Clustering is the task of grouping a set of objects in a way that objects in the same group (cluster) are more similar to each other than to those in other groups. Most of the clustering algorithms use quantitative or qualitative measures to draw lines between one group and another.
Today, huge volume of data flows in and out of the internet every second. Therefore, there is an unlimited demand for dynamic machine learning and data mining algorithms. In particular, dynamic cluster algorithms are essential for the real-time update of the arbitrary insertion and deletion of data points.
In many real-world problems, a substantial part of data can be added or removed. Therefore, Fully Dynamic k-Center Clustering is the best fit for its arbitrary insertion and deletion features. Fully Dynamic k-Center Clustering uses (2+e)-approximation algorithm for the k-center clustering problem with “small” amortized cost under the fully dynamic adversarial model.
Inserted data point is compared to the pre-existing clusters. If the data point is positioned within the radius of any of the k-center, it becomes part of the cluster. If it is not included, the point is classified as an unclustered point.
Deleted data point will be considered in two cases. If the point is not one of the k-centers, it can be removed in O(1) time.
If the point is one of the k-centers, some points will lose their center and become unclustered points together with the clusters formulated after the deleted center’s cluster.
These points will be re-clustered by selecting uniformly random center points.
Although Python is used as a medium language for the project, most of the core functions are already available in C language. Components that can be imported via wrapper libraries, such as Cython or Pyobject, were translated into our system. To measure the successful integration of the components, the portions of the datasets used in Fully Dynamic k-Center Clustering (Twitter, Flickr, and Trajectories) were used to simulate the experiment conducted in the paper.
Due to the nature of the fully dynamic k-center clustering that inserts and deletes the data points dynamically, the clusters are prone to be updated by these operations more often and refactor their structures. Therefore, clusters obtained by dynamic algorithms have a higher chance of redefining the “key” points (centers of the clusters) than those generated by static algorithms. Reassignment of these key points lead to reconstructions of the clusters, and thereby new clusters would contain different data points.
Consequently, the new clusters are, for being formulated by different members and thereby losing previous information, unstable. Hence, stability is how similar the new clusters are to the previous clusters (clusters before re-clustering), where similarity of the clusters can be measured with different metrics.
Recent research paper (Information Theoretic Measures for Clusterings Comparison: Variants, Properties, Normalization and Correction for Chance) thoroughly discusses about the methods to measure similarities between different clusters. Pair-counting, set-matching, and information theoretic measures are the classes that were tested on our system. Specifically, Adjusted Rand Index (ARI) and Normalized Mutual Information(NMI) were implemented to be tested on our system. The two measures make use of pair-counting or contingency table as the medium of comparison between different clusters.

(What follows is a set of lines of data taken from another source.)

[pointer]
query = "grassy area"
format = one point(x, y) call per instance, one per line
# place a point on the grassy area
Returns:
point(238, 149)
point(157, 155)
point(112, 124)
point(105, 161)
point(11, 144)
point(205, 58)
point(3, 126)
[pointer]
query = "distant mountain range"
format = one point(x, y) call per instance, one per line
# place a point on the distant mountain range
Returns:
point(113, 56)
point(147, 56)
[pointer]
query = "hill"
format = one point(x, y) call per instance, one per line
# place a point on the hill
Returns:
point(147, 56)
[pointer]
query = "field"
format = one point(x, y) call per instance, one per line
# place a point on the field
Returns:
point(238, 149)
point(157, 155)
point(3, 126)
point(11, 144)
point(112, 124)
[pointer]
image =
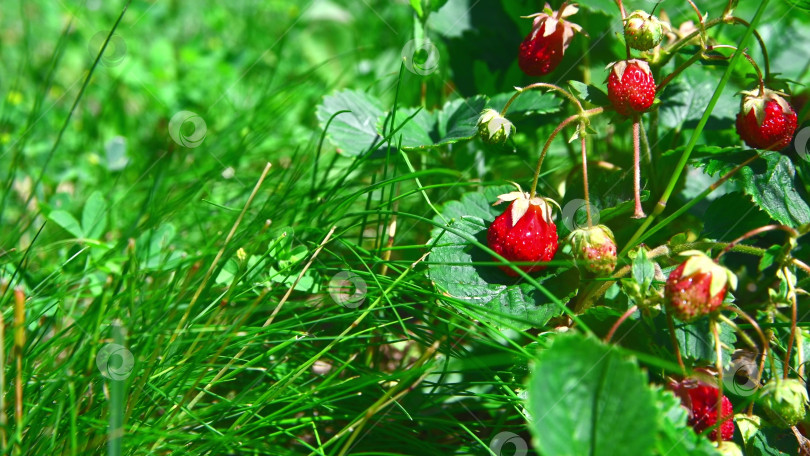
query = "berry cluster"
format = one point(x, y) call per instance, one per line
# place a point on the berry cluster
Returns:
point(525, 232)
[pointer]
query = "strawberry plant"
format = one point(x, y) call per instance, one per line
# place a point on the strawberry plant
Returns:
point(423, 227)
point(686, 252)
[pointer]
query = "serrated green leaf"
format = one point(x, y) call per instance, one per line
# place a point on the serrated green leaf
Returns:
point(529, 102)
point(732, 215)
point(579, 391)
point(675, 436)
point(353, 132)
point(771, 441)
point(590, 93)
point(94, 216)
point(769, 182)
point(769, 257)
point(456, 121)
point(453, 267)
point(425, 7)
point(66, 221)
point(603, 6)
point(773, 189)
point(697, 343)
point(685, 99)
point(417, 6)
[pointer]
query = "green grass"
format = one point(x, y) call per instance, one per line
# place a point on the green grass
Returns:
point(229, 357)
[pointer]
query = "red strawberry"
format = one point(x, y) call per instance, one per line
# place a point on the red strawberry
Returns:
point(525, 232)
point(543, 48)
point(700, 399)
point(703, 411)
point(766, 120)
point(631, 87)
point(697, 287)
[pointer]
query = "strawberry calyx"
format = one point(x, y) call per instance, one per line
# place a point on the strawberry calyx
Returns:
point(619, 67)
point(756, 100)
point(546, 23)
point(494, 128)
point(700, 263)
point(521, 201)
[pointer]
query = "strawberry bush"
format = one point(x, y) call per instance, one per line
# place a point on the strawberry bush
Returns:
point(650, 257)
point(414, 227)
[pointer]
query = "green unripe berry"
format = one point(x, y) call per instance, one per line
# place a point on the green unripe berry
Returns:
point(643, 31)
point(785, 401)
point(494, 128)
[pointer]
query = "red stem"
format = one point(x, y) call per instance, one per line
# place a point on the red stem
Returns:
point(639, 212)
point(585, 176)
point(619, 322)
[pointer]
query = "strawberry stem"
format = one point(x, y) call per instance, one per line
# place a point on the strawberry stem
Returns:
point(556, 131)
point(750, 60)
point(538, 85)
point(639, 212)
point(675, 344)
point(764, 351)
point(690, 146)
point(743, 22)
point(793, 317)
point(678, 70)
point(687, 206)
point(670, 51)
point(718, 349)
point(618, 323)
point(558, 16)
point(585, 175)
point(621, 9)
point(793, 234)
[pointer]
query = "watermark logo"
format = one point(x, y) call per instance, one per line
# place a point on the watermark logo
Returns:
point(740, 377)
point(420, 58)
point(504, 440)
point(115, 361)
point(574, 214)
point(187, 129)
point(114, 53)
point(348, 289)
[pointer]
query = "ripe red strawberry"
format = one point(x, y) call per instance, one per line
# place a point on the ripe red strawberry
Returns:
point(524, 232)
point(594, 248)
point(766, 120)
point(631, 87)
point(697, 287)
point(543, 48)
point(703, 411)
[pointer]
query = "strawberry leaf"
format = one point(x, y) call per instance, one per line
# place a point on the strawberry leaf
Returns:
point(67, 221)
point(769, 182)
point(529, 102)
point(580, 389)
point(589, 93)
point(420, 129)
point(454, 265)
point(732, 215)
point(697, 343)
point(353, 132)
point(773, 188)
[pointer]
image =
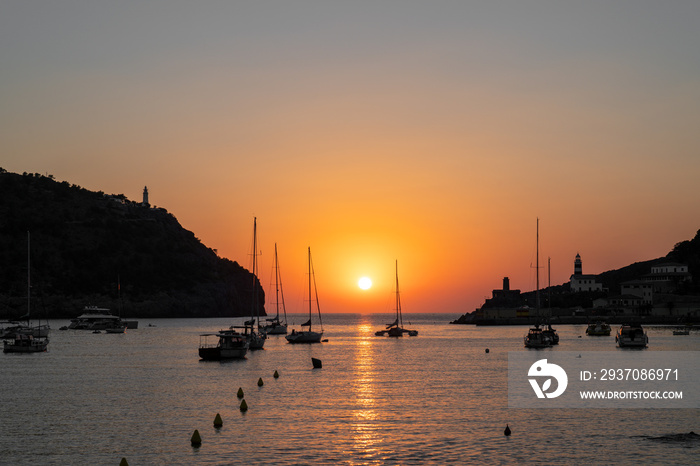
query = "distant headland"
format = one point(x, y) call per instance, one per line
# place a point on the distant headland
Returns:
point(90, 248)
point(665, 290)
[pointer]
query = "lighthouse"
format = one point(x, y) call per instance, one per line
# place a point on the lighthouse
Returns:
point(578, 267)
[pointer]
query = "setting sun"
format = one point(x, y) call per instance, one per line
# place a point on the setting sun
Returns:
point(365, 283)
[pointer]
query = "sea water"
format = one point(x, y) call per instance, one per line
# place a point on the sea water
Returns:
point(432, 399)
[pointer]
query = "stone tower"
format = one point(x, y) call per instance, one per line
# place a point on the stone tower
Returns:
point(578, 267)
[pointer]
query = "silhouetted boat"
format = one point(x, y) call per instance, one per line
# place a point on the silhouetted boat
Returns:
point(631, 336)
point(309, 336)
point(256, 339)
point(598, 329)
point(26, 338)
point(395, 329)
point(274, 326)
point(536, 338)
point(230, 345)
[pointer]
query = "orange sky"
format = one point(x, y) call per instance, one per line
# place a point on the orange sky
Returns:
point(432, 134)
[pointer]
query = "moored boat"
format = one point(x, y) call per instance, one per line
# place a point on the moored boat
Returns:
point(25, 344)
point(230, 345)
point(536, 338)
point(395, 329)
point(598, 329)
point(631, 336)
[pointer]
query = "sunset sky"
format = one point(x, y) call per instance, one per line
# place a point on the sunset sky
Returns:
point(434, 133)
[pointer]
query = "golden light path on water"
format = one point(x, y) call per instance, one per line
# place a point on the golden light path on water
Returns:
point(364, 427)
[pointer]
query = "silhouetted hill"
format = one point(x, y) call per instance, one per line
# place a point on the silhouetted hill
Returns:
point(84, 243)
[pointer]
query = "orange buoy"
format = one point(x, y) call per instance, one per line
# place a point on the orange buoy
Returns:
point(196, 440)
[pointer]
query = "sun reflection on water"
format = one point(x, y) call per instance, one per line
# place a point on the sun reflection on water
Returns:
point(364, 417)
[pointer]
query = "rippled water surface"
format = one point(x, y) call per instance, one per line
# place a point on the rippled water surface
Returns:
point(436, 398)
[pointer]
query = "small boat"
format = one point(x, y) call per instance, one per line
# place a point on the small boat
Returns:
point(536, 338)
point(599, 328)
point(25, 344)
point(94, 318)
point(230, 345)
point(309, 336)
point(395, 329)
point(631, 336)
point(550, 333)
point(274, 326)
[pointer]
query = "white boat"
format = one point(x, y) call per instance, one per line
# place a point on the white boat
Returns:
point(396, 329)
point(94, 318)
point(309, 336)
point(25, 344)
point(26, 338)
point(274, 326)
point(537, 338)
point(230, 345)
point(598, 329)
point(631, 336)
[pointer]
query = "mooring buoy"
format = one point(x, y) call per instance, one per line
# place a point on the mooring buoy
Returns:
point(196, 440)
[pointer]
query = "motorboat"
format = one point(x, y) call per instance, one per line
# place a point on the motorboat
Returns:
point(94, 318)
point(309, 336)
point(599, 328)
point(229, 345)
point(550, 333)
point(537, 338)
point(25, 344)
point(631, 336)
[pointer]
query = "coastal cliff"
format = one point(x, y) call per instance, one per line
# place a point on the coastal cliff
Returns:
point(88, 248)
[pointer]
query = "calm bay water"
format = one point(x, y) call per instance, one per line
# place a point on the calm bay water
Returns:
point(432, 399)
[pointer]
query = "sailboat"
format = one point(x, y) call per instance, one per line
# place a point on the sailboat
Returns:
point(274, 326)
point(537, 337)
point(395, 329)
point(309, 336)
point(27, 338)
point(256, 340)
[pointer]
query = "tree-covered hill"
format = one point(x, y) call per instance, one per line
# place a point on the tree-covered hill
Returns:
point(88, 248)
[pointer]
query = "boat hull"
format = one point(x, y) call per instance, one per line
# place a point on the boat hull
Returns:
point(25, 344)
point(305, 337)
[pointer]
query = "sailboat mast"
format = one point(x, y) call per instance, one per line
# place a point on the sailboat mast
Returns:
point(277, 287)
point(537, 267)
point(310, 299)
point(29, 283)
point(254, 310)
point(399, 317)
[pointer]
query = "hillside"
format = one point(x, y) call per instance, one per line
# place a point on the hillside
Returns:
point(85, 244)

The definition of Consistency is defined as the consistency of the centers. In (Consistent K-Clustering), it shows that the number of center changes can be defined as the consistency measure for clusterings. Hence, if the consistency (the centers) can be kept unchanged, it gives more stable environment. The core algorithms in this project were tested with this consistency measure and the lower bound for consistency were also studied.
The original Fully dynamic k-center clustering can generate unstable clusters whenever re-clustering is done after arbitrary deletion. As seen in the sample figure on the left, the algorithm loses a center at (2), then selects new uniformly random centers afterwards (3). This results in clusters(losing similarities with the original cluster) as in (4) that has different clusters which can be regarded as unstable.
The modified algorithm had advantages in similarities or consistency as proposed in the previous phases. As we can observe from the diagram, when deletion occurs, the algorithm only unclusters the data points that are close enough with the deleted center. In this case, since the centers that are far apart from the deleted centers are preserved, and their indices are pushed to the front. Afterwards, the unclustered data points are inserted in the same arbitrary insertion process with choosing uniformly random centers among those unclustered points.
Consistency | ||||
---|---|---|---|---|
FDKCC | SR | FDKCC | SR | |
Consistency | 8.082 | 1.268 | 8.023 | 1.232 |
ARI | 0.972 | 0.998 | 0.969 | 0.998 |
NMI | 0.983 | 0.999 | 0.981 | 0.999 |